There is a documentary about the history of the web. It’s an hour long, and now it’s free to watch.
Also, I’m in it—a fair amount, it turns out. Please do not let this dissuade you from watching it.
I’m blogging about this because there’s a little bit of a backstory. Jeffrey and I were backers of the film during its crowdfunding campaign. At that point, Jeffrey had been already interviewed for the film, but even beside that, we really wanted the film to exist in the world. So much of the history of our craft has been lost, or simply untold. So we put some of AEA’s resources into supporting the project, and were glad to see it meet its funding goal. So, you know, full disclosure and all: I’m a backer of the film, and I’m in it. Jeffrey, too.

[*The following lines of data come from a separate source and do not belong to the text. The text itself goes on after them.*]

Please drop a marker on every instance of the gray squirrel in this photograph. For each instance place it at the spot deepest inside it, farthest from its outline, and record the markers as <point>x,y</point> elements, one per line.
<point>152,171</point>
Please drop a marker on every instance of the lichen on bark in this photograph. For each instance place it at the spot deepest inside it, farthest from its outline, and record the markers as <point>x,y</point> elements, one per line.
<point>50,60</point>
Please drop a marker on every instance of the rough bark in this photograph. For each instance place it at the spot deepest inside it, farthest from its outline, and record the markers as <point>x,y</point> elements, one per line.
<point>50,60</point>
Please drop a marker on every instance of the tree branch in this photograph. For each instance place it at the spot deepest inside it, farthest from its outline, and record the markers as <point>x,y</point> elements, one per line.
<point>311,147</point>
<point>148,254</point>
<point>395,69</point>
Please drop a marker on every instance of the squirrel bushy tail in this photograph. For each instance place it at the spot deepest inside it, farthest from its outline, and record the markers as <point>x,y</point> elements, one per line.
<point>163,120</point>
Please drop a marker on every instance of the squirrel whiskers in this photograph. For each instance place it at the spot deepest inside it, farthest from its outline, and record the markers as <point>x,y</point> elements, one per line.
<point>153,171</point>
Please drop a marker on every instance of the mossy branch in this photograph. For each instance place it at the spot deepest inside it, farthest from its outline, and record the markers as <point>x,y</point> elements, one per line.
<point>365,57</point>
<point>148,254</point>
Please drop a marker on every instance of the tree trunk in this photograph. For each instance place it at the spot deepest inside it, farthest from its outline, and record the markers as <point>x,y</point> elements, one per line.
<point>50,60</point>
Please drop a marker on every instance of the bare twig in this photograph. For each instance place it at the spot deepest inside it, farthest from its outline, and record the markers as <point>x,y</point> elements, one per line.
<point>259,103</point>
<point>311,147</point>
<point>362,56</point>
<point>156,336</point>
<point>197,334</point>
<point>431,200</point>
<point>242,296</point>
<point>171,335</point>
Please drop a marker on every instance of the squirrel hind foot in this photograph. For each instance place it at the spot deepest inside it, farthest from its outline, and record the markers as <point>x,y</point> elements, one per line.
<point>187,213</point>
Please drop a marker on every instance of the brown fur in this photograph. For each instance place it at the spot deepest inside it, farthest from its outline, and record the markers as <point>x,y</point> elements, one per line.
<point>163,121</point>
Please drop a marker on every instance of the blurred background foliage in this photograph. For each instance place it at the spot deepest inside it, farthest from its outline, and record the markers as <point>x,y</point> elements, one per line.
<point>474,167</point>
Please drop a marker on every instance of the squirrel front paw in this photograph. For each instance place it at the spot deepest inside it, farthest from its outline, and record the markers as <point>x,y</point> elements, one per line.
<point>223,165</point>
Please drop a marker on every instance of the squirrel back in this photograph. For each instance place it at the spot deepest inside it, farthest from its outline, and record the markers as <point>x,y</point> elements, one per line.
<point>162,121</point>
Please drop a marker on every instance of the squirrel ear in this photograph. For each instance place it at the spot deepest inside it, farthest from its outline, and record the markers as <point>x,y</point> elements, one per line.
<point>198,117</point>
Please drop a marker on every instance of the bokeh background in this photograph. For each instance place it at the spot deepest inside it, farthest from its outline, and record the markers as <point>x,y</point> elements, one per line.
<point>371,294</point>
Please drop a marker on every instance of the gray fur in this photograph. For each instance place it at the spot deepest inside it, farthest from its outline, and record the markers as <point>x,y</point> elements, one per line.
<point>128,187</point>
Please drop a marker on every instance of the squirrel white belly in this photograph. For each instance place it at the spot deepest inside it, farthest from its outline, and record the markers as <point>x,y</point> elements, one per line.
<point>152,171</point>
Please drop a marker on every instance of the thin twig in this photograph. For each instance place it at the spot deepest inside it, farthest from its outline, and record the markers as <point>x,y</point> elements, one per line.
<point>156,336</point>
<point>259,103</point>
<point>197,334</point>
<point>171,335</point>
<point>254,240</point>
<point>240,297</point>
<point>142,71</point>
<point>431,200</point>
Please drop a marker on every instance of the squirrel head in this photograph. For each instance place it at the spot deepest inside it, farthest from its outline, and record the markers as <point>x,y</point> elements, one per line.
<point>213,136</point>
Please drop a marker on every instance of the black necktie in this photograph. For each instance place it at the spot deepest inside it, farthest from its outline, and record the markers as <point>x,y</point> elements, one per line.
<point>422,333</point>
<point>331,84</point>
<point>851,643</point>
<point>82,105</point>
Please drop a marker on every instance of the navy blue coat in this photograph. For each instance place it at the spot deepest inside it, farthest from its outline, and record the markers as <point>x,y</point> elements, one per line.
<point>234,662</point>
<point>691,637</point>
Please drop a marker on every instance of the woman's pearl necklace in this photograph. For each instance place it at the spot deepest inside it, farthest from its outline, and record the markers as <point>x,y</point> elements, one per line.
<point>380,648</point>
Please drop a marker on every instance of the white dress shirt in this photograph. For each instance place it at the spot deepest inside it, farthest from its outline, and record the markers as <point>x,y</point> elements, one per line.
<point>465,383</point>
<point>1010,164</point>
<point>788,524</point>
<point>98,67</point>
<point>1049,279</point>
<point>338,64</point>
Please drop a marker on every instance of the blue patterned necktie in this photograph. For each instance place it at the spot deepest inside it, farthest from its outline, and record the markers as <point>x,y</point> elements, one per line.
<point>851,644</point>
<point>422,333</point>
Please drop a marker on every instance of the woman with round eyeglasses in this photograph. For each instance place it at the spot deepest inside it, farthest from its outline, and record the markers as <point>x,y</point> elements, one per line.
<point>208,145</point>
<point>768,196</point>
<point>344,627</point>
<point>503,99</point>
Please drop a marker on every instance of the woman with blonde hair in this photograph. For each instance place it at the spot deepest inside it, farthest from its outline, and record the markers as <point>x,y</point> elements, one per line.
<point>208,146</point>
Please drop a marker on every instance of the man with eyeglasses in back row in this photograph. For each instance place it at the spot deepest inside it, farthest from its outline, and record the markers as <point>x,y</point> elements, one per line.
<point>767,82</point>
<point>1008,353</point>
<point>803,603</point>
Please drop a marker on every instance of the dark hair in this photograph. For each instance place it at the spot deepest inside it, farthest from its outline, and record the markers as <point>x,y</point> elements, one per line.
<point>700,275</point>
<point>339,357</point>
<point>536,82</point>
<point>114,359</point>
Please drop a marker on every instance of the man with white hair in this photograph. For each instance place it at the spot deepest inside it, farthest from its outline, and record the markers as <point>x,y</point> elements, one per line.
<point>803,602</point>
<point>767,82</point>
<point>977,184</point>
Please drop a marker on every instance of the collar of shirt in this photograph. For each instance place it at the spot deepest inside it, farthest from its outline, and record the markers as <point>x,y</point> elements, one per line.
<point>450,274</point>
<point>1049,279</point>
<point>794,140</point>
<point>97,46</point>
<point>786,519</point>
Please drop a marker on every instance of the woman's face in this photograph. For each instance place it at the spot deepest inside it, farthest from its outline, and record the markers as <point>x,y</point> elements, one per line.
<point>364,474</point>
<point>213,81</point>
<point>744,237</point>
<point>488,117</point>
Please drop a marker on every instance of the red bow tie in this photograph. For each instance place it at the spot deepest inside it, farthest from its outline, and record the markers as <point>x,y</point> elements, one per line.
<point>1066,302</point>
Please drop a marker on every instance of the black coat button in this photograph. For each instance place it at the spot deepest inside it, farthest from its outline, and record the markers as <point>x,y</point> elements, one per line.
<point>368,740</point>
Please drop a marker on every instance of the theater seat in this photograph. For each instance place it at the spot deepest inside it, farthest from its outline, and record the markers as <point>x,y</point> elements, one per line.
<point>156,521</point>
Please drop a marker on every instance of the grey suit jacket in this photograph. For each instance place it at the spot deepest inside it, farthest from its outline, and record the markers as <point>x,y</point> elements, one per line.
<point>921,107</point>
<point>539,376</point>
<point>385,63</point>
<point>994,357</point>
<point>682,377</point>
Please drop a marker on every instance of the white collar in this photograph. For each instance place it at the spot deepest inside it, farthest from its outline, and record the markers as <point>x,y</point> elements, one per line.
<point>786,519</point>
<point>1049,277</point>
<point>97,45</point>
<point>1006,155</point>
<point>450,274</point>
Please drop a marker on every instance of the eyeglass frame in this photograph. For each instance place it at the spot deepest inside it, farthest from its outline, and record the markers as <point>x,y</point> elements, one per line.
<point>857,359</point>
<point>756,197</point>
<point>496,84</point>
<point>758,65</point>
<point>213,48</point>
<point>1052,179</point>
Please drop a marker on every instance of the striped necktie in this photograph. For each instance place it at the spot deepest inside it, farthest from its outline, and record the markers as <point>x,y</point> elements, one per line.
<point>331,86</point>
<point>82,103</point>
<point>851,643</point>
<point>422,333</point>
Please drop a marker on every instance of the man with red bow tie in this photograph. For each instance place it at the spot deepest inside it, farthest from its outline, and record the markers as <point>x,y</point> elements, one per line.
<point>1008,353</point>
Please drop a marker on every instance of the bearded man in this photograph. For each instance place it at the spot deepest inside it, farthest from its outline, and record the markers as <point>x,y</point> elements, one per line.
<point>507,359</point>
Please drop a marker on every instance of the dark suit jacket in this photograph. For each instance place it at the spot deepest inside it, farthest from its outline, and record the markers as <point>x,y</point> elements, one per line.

In fact, I wouldn’t be surprised to find out most of the people who appear in the film were also backers of the film. This probably makes it sound like people paid to be featured, but nothing could be further from the truth. It’s the exact opposite: the people featured in the film are featured because they’re the kind of people who would badly want to see such a thing exist in the first place, and lend material support to the effort. They’re all people who truly love the craft and want to see it documented, explained, and shared with as many people as possible. The kind of people who learned from others, and in turn taught others, freely sharing what they knew. In some cases, paying out of pocket to share what they knew, in hopes that the sharing would help someone. I think that ethos comes through bright and clear in the film.
If you want to understand the heart of the web, understand that. It was designed and built and fundamentally shaped from its earliest days by people who wanted it to be open and free and accessible to anyone, whether as a consumer or a creator. Those were the founding principles. They shape every aspect of the web we know, for good or ill or otherwise.
Some time after the film was crowdfunded—about a year and a half, I think—Matt, the film’s director, editor, and all-around prime mover, drove up from his office in Pittsburgh to my office in Cleveland to shoot some of the last segments to be recorded. So he asked me the questions he still wanted someone to answer, or that had arisen as he’d started editing all the other interviews. Thus I show up a lot in the first half of the film, talking about the early days of the web, and am mostly absent in the second half, as the younger crowd talks about the great stuff that happened as the web matured. Which is proper, I think.
But! I hasten to add, there are way, way smarter and better-spoken people in the film than me, all the way through, sketching out the path this field took and what makes the web so incredibly compelling and powerful even today. It’s company I’m honored and humbled to be part of. If you can spare an hour, say a lunch break, I highly recommend you devote it to What Comes Next is the Future.